KUALA LUMPUR: Malaysia’s fiscal path this year remains on track, but timely execution of targeted fuel-subsidy reforms will be critical to offset short-term revenue shortfalls caused by delays in tax measures, BIMB Research says.
In a report, the research house noted that while the government’s fiscal strategy continues to emphasise economic growth, fiscal responsibility and social welfare, delays in the expansion of the sales and service tax (SST) and the rollout of phase three of e-invoicing are expected to result in “a minor headwind to ongoing fiscal consolidation efforts”.
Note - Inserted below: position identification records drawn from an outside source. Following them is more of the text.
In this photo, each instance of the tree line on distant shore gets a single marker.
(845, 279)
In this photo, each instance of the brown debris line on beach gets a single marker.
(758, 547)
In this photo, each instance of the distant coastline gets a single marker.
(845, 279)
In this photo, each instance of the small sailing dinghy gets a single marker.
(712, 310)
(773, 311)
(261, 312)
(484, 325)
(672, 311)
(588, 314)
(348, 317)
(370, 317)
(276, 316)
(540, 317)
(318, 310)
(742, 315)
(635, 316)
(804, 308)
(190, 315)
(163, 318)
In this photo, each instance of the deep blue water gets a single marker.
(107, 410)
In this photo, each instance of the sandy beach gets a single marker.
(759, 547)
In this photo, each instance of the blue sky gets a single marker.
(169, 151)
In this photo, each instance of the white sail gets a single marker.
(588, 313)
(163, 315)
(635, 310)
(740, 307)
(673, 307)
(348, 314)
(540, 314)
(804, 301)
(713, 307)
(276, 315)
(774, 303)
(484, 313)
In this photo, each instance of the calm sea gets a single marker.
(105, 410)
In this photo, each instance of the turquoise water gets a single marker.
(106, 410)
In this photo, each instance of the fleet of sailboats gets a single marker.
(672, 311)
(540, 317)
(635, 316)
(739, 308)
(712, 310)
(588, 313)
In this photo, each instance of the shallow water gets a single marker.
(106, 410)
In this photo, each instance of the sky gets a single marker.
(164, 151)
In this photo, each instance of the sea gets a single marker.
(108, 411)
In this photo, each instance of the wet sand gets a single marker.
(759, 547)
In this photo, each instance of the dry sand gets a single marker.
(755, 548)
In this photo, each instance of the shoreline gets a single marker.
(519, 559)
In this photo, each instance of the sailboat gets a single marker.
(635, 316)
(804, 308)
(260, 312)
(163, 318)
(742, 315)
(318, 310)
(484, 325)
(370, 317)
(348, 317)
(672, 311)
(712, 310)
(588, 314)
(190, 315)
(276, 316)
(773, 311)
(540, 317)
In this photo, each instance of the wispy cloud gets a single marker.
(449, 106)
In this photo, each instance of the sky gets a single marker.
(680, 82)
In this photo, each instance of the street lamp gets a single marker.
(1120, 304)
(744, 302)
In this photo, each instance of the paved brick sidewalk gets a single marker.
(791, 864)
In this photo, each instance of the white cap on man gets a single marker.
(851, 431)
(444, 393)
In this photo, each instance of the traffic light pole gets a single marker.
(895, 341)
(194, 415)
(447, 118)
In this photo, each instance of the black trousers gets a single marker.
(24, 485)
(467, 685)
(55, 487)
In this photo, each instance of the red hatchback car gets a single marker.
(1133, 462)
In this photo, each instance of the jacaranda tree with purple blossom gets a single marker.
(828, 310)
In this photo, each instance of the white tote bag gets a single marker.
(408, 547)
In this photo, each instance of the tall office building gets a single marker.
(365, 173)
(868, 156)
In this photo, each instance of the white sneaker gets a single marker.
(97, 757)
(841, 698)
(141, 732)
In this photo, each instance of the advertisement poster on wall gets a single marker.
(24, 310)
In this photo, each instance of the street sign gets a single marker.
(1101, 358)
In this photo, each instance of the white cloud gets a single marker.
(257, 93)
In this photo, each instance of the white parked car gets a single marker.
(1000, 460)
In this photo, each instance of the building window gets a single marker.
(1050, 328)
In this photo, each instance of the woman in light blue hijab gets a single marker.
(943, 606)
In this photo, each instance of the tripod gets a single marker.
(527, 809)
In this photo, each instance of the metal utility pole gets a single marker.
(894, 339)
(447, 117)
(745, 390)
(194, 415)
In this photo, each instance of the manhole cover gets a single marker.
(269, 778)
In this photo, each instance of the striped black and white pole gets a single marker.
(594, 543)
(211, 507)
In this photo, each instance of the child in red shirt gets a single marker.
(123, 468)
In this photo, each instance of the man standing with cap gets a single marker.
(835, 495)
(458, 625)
“Together, these postponements could result in a total revenue shortfall of about RM2.5bil, equivalent to roughly 0.1% to 0.15% of gross domestic product (GDP),” it said.
Although this gap is modest, BIMB warned that “it may put upward pressure on the fiscal deficit, particularly if not offset by other measures or expenditure controls”.
The SST expansion, which was expected to begin on May 1, has been delayed to June 1, while the third phase of the e-invoicing rollout – initially set for July – is now being pushed to next January.
The research house said the expanded SST was expected to raise RM5bil annually, while the full e-invoicing rollout could generate between RM3bil and RM4bil in additional tax revenue once fully adopted.
It said the revised SST would apply to more non-essential goods, including imported premium goods like salmon and avocados, and extend to more commercial services, with 5% for food and beverages, 8% for logistics, and 10% for other services.
The research firm said the third phase of e-invoicing, which targets medium-sized businesses, is seen as crucial, as it captures a broad swath of small and medium enterprises, where compliance gaps are most prevalent.
It said the SST expansion, which was expected to generate about RM700mil a month in additional revenue, would now contribute a month later than planned, resulting in a RM700mil shortfall.
Meanwhile, the research house estimated the deferment of e-invoicing for medium-sized businesses could cost the government an estimated RM1.8bil in tax revenue in the second half of the year (2H25).
However, BIMB Research highlighted that the government still has fiscal space if it proceeds with rationalising the subsidy for RON95 petrol, which “remains a high-impact policy lever”.
“If implemented in 2H25, even a partial rationalisation could yield savings in the range of RM4bil to RM6bil for the year, depending on global oil prices and the targeted coverage,” it said.
It added that such savings could more than offset the RM2.5bil shortfall from the delayed SST and e-invoicing, while creating room for development spending or social support.
“Moreover, it would signal strong policy commitment to structural reforms, enhancing Malaysia’s fiscal credibility and investor confidence amid heightened global economic uncertainty,” the research house said.
It added that Malaysia’s fiscal outlook remains stable, supported by sustained growth in tax collection, new revenue measures such as the capital gains tax and digital tax, and the government’s commitment to fiscal discipline.
“The slight delay in implementing the expanded SST and third phase of e-invoicing is not expected to significantly derail Malaysia’s economic growth trajectory.
“Momentum continues to be underpinned by a recovery in private consumption and strengthening export performance.”
It also noted that the government’s projected fiscal deficit of 3.8% of GDP for this year could widen slightly due to the delays, but could return to 3.85% with subsidy reforms in place.
Meanwhile, the research house expects the country’s debt-to-GDP ratio to stabilise around 62% to 63%, below the 65% statutory ceiling.
“Overall, Malaysia’s fiscal outlook for this year remains stable. Continued focus on policy execution and the careful sequencing of fiscal initiatives will be key to ensuring both economic resilience and fiscal sustainability in the medium term,” BIMB Research said.